To invoke the initialization modifier, the desired keyboard keys should be pressed and held throughout the POST routine. At the end of POST, the CPU looks at the keyboard for any modifiers and takes action accordingly. When you see the keyboard LEDs stop flashing and go off it is then safe to release the keys.

The following modifiers are supported in the 2.0 Open Boot PROM:

    Table 2-7 Table of Modifiers Supported in 2.0 Open Boot PROM.

Command Description L1-D Set the NVRAM parameter diag-switch? true. This
puts the workstation in the diagnostic mode.
L1-N Forces all NVRAM parameters back to their default
settings.
L1-D-N NVRAM parameter diag-switch? is set to true and all
other parameters are returned to their default settings.
L1-F Forces all input and output to the ttya port. This
operation will take place prior to probing SBus slots,
but the minimum CPU should be functional, allowing
low-level tests, such as test /memory to be run.

The L1-A key sequence operates as an abort signal to the system and will halt the operation of programs in most cases.

Sundiag System Exerciser

The Sundiag System Exerciser runs under SunOS. It displays real-time use of system resources and peripheral equipment such as Desktop Storage Packs and External Storage Modules. Run the Sundiag System Exerciser to verify that the system is functioning properly.

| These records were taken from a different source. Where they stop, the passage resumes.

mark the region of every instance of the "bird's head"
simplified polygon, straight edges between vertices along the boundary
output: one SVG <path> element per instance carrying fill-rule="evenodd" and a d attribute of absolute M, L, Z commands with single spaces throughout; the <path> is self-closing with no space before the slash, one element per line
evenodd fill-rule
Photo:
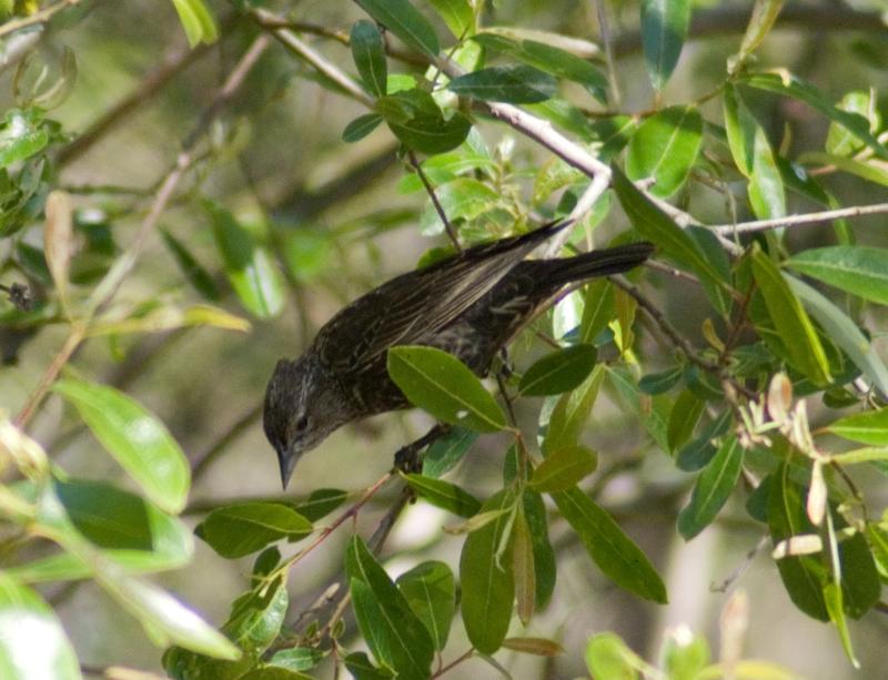
<path fill-rule="evenodd" d="M 310 357 L 281 359 L 265 389 L 263 425 L 278 453 L 281 481 L 286 488 L 302 455 L 343 424 L 336 385 Z"/>

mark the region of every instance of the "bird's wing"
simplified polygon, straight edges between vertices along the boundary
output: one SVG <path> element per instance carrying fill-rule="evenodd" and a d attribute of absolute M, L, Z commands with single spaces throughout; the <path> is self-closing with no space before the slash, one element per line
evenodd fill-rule
<path fill-rule="evenodd" d="M 315 339 L 333 369 L 359 368 L 393 345 L 415 343 L 442 328 L 484 296 L 543 241 L 566 223 L 466 250 L 408 272 L 360 297 L 334 316 Z"/>

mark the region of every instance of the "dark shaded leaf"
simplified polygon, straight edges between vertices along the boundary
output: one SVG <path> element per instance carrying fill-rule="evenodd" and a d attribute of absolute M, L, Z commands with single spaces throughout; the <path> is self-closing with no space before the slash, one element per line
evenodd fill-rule
<path fill-rule="evenodd" d="M 484 101 L 533 104 L 555 97 L 558 82 L 533 67 L 491 67 L 454 78 L 447 89 Z"/>
<path fill-rule="evenodd" d="M 359 115 L 342 131 L 342 141 L 349 144 L 363 140 L 366 135 L 380 126 L 383 121 L 379 113 L 365 113 Z"/>
<path fill-rule="evenodd" d="M 695 106 L 669 106 L 646 119 L 632 136 L 626 174 L 653 177 L 650 193 L 667 197 L 687 181 L 703 145 L 703 116 Z"/>
<path fill-rule="evenodd" d="M 444 562 L 425 561 L 397 577 L 407 605 L 425 626 L 438 651 L 447 643 L 456 611 L 456 583 Z"/>
<path fill-rule="evenodd" d="M 753 253 L 753 274 L 793 365 L 817 385 L 829 383 L 829 363 L 814 324 L 777 265 L 760 250 Z"/>
<path fill-rule="evenodd" d="M 577 488 L 553 494 L 552 498 L 593 561 L 612 581 L 646 600 L 667 601 L 659 575 L 605 510 Z"/>
<path fill-rule="evenodd" d="M 598 456 L 585 446 L 566 446 L 549 451 L 534 470 L 531 488 L 541 494 L 566 491 L 595 471 Z"/>
<path fill-rule="evenodd" d="M 434 656 L 432 638 L 359 537 L 349 544 L 345 569 L 357 625 L 377 661 L 391 666 L 398 678 L 427 678 Z"/>
<path fill-rule="evenodd" d="M 595 367 L 594 345 L 557 349 L 537 359 L 522 376 L 518 392 L 525 396 L 562 394 L 578 387 Z"/>
<path fill-rule="evenodd" d="M 478 434 L 465 427 L 452 427 L 446 435 L 436 439 L 423 456 L 423 475 L 441 477 L 453 469 L 472 448 Z"/>
<path fill-rule="evenodd" d="M 435 29 L 407 0 L 356 0 L 363 10 L 405 44 L 437 57 Z"/>
<path fill-rule="evenodd" d="M 356 21 L 352 27 L 349 43 L 352 48 L 354 65 L 357 67 L 357 72 L 361 74 L 367 92 L 373 97 L 384 97 L 387 88 L 389 65 L 385 60 L 385 44 L 376 24 L 365 19 Z"/>
<path fill-rule="evenodd" d="M 191 470 L 164 425 L 113 387 L 67 378 L 52 389 L 71 402 L 102 446 L 152 501 L 179 512 L 188 498 Z"/>
<path fill-rule="evenodd" d="M 297 540 L 312 524 L 294 509 L 276 503 L 239 503 L 210 512 L 194 529 L 222 557 L 243 557 L 282 538 Z"/>
<path fill-rule="evenodd" d="M 477 498 L 450 481 L 416 474 L 404 475 L 404 479 L 420 497 L 454 515 L 472 517 L 481 509 Z"/>
<path fill-rule="evenodd" d="M 643 0 L 642 45 L 650 82 L 662 90 L 669 80 L 690 23 L 690 0 Z"/>
<path fill-rule="evenodd" d="M 468 639 L 482 653 L 500 649 L 512 618 L 515 576 L 512 562 L 511 512 L 515 498 L 503 489 L 487 499 L 482 514 L 501 511 L 472 531 L 460 558 L 463 622 Z"/>
<path fill-rule="evenodd" d="M 456 149 L 472 129 L 460 111 L 445 120 L 432 95 L 417 88 L 381 97 L 376 100 L 376 112 L 405 146 L 422 153 Z"/>
<path fill-rule="evenodd" d="M 678 514 L 678 532 L 690 540 L 715 519 L 730 496 L 743 465 L 743 447 L 728 437 L 703 469 L 694 485 L 690 501 Z"/>
<path fill-rule="evenodd" d="M 455 356 L 423 346 L 389 349 L 389 375 L 412 404 L 437 419 L 477 432 L 506 426 L 503 409 Z"/>

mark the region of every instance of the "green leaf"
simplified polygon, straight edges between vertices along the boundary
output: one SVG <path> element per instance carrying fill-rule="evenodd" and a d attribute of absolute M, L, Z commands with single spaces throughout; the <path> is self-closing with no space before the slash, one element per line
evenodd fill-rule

The exerciser is shipped with SunOS. If it has been selected during the SunInstall (operating system loading) procedure, it can be run at any time and is found in the directory /usr/diag/sundiag. If the Sundiag System Exerciser is not found on the system hard disk or server, you can load it from tape or CD.

For information on how to use the Sundiag System Exerciser, see the Sundiag User's Guide. Appendix A, "Loopback Connectors" in the Sundiag User's Guide explains how to connect the external loopback connectors required for some options.

If Sundiag passes, the system is operating properly. If Sundiag fails, the system is not operating properly. To identify the problem when Sundiag fails, first run the POST. If all POST tests pass, next run the SunDiagnostic Executive to isolate the problem.

SunDiagnostic Executive

The SunDiagnostic Executive is an independent operating system. The SunDiagnostic Executive runs exhaustive subsystem tests independently of SunOS. Run the SunDiagnostic Executive if all POST tests pass in order to troubleshoot what field-replaceable unit needs to be replaced. For information on POST, see "Power-On Self-Test Detailed Description" earlier in this chapter. The SunDiagnostic Executive is described in the SunDiagnostic Executive User's Guide for SPARCstations.